For California state unemployment insurance tax purposes, employers must maintain for four years "after the date the contributions to which they relate become due, or the date the contributions are paid, whichever is later." These records shall reflect the following information for each employee: the employee's name, social security number, date hired, rehired or returned to work; the period covered by payroll; the wages paid to the employee, including a separate showing of cash wages, the cash value of non-cash wages, and special payments such as prizes and bonuses; and other information which would enable the law firm to determine the total wages earned by the employee on a weekly basis. 22 Cal.Code Regs. ?1085-2.

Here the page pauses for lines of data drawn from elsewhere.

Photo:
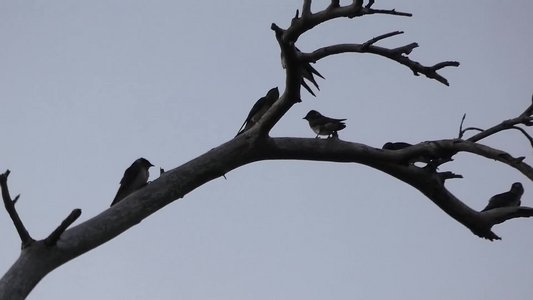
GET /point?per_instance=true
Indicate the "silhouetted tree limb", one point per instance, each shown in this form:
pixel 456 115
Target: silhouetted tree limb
pixel 525 118
pixel 56 234
pixel 38 258
pixel 25 238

? RECORDS RELATED TO ADMINISTRATIVE PROCEEDING AND LAWSUITS
In addition to the aforementioned requirements, retention of records related to an administrative investigation or charge, or a lawsuit, may require maintaining records beyond the date(s) required by law. The failure to retain records which relate to an administrative proceeding or a lawsuit can have severe consequences. For example, the intentional destruction of documents relevant to a proceeding is a criminal offense. Cal. Pen. Code ?135. Further, although the California Supreme Court has recently held that there is no tort liability for a party to litigation or a third-party who destroys relevant information, persons who intentionally or negligently destroy relevant records can be subject to sanctions and the imposition of adverse evidentiary finding. Temple Community Hospital v. Superior Court, 20 Cal. 4th 464, 466, 84 Cal. Rptr.2d 852 (1999) ("no tort cause of action will lie for intentional third party spoliation of evidence"); Cedars-Sinai Medical Center v. Superior Court, 18 Cal. 4th 1, 74 Cal. Rptr.2d 248 (1998). ("we conclude that when the alleged intentional spoliation is committed by a party to the underlying cause of action to which the evidence is relevant and when the spoliation is or reasonably should have been discovered before the conclusion of the underlying litigation, it is preferable to rely on existing nontort remedies rather than creating a tort remedy.") For this reason, it is important to adopt a proper document destruction policy which will prevent the destruction of documents which are relevant to an administrative or judicial proceeding.

CONCLUSION

It is important for the firm to implement proper procedures and practices which will ensure compliance with these record retention obligations.